In last week's Insights, I noted how green building and renewable use was trending upward, according to some recent studies. This trend is commendable. However, the "The World Green Building Trends" report by McGraw-Hill Construction and United Technologies that I drew from in last week's Insights also noted that legislation appears to be a driver behind the use of renewables.

Eighty-seven percent of firms that have legislative requirements to use renewable energy are doing so. Seventy-six percent of firms that do not have legislative requirements are using renewable.

The National Conference of State Legislatures looked at the renewable legislation introduced in states in 2011. (A report on 2012 legislation was not available.) In 2011, states introduced almost 1,000 bills related to renewable energy. Of those bills, 140 were enacted.

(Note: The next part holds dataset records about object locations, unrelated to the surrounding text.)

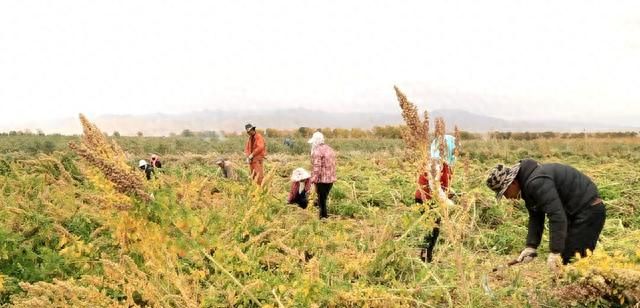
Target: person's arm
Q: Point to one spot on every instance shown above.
(307, 186)
(316, 161)
(247, 147)
(546, 197)
(292, 192)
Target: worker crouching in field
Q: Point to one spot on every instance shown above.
(565, 195)
(155, 161)
(255, 151)
(323, 159)
(423, 193)
(300, 188)
(147, 168)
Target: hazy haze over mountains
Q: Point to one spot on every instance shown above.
(207, 120)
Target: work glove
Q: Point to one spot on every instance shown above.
(554, 262)
(527, 255)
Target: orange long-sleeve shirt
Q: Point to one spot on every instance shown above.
(256, 146)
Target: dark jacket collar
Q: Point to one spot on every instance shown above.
(527, 167)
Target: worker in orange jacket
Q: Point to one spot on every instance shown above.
(255, 151)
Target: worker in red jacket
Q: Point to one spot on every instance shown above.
(255, 151)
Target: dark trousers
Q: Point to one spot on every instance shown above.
(323, 190)
(430, 240)
(583, 231)
(301, 200)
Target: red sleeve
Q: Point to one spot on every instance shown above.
(247, 147)
(307, 186)
(292, 192)
(316, 161)
(445, 177)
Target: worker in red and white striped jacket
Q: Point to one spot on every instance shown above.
(323, 160)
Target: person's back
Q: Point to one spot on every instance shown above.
(574, 189)
(146, 167)
(324, 164)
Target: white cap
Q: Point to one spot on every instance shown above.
(316, 139)
(299, 174)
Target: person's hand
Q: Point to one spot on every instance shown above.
(554, 262)
(527, 255)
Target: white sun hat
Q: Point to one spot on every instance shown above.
(299, 174)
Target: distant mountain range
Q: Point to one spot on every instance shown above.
(209, 120)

I do not have stats on the percentage of introduced bills that eventually get enacted, but the 140 enacted bills are more than 10% of those introduced, which I think sounds like a fairly good success rate considering politics. That is especially true in that many of these bills involved offering financial incentives for renewable projects, which says to me that even state legislatures are recognizing the importance of renewable energy.

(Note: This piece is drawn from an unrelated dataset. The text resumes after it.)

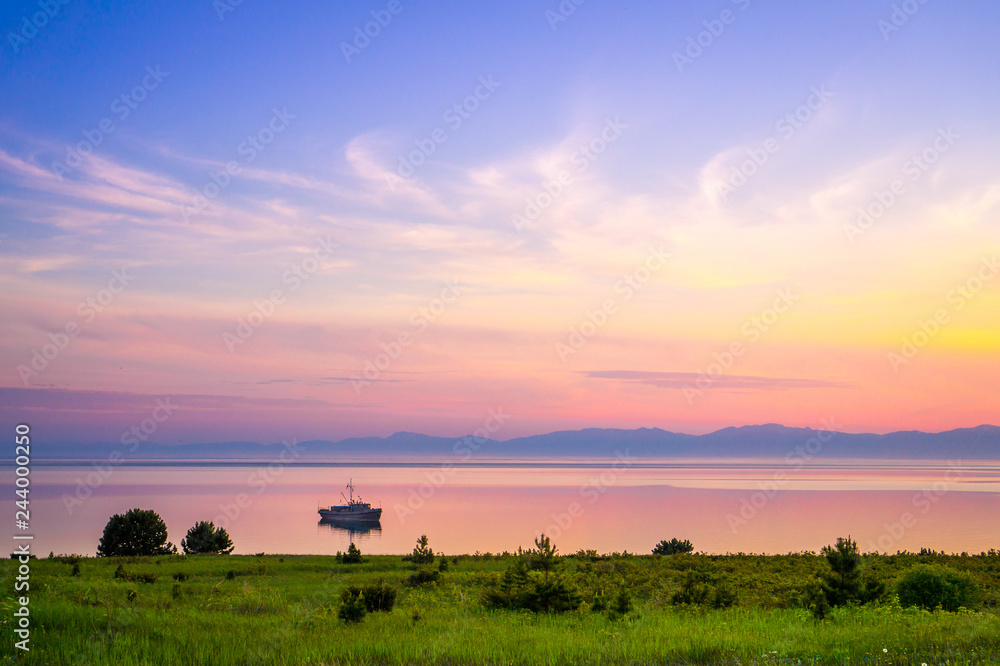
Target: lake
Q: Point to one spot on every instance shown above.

Bills that offered renewable energy loans passed in California, Nevada, Texas, Virginia and Wyoming. A few states offered grants related to renewable energy. For example, Illinois now offer grants to small businesses to help them create jobs, particularly if the small businesses are involved in renewable energy technology. A Virginia bill now offers grants for a program that offers financial incentives to manufacturers of renewable energy equipment.

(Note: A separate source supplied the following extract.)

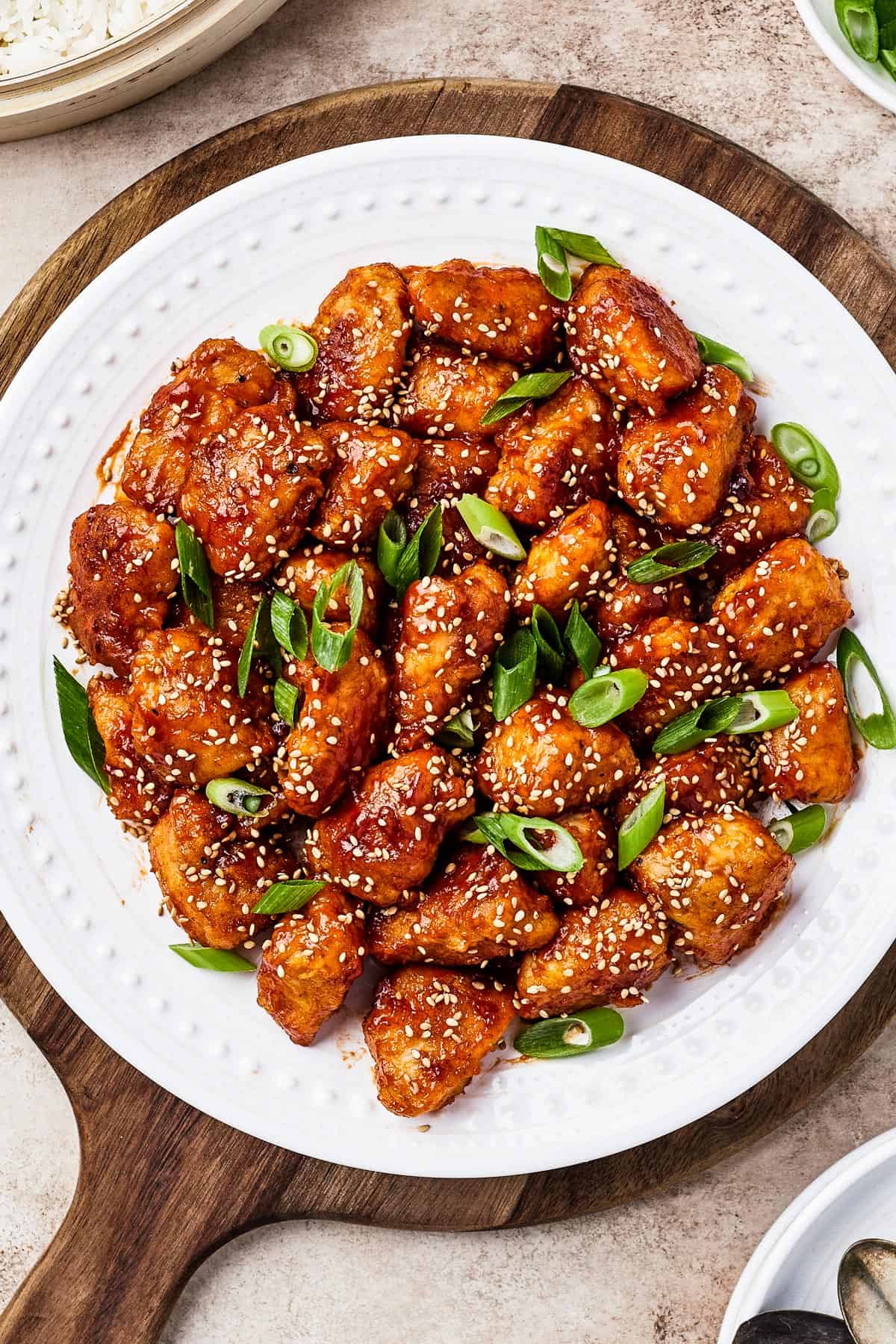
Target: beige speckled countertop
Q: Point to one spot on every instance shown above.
(659, 1272)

Three states (Illinois, Maine and Montana) now have bills that offer credits for installing and operating renewable energy systems.

California passed legislation that now defines 5 megawatts of renewable generation as self-generation. Texas now says that a business that generates less or the same in distributed renewable generation as they use should not be considered a utility.

The most legislation was passed on areas such as renewable energy project siting and land use (nine states), renewable portfolio standards (eight states), tax incentives (nine states), net metering (seven states), solar energy (nine states) and wind energy (seven states). California, Delaware, Hawaii, Maryland, North Carolina, New Mexico, Oregon and Virginia passed bills that create standards for renewable portfolios, including specifying how much of a utility's electricity sales must come from renewable sources.

If I had a report from 2012, I would bet the number of bills related to renewable energy would be a considerable number again. The McGraw-Hill Construction report notes that part of the reason for more green building is that a large percentage of the world's population is moving to cities.

By 2050, cities will be home to 70% of the world's population. That creates transportation, housing and work issues related to resources that being more green can benefit. And while the report does not state how this relates to energy use, it is safe to say that a greater urban population also means greater energy use, so states are seeing the necessity to move utilities, business operators and citizens to greater energy as a long-term cost saving measure.

The question is, how much longer will the government need to continue to incentivize renewable use? When will this segment of the generation business mature to the point it no longer needs a hand?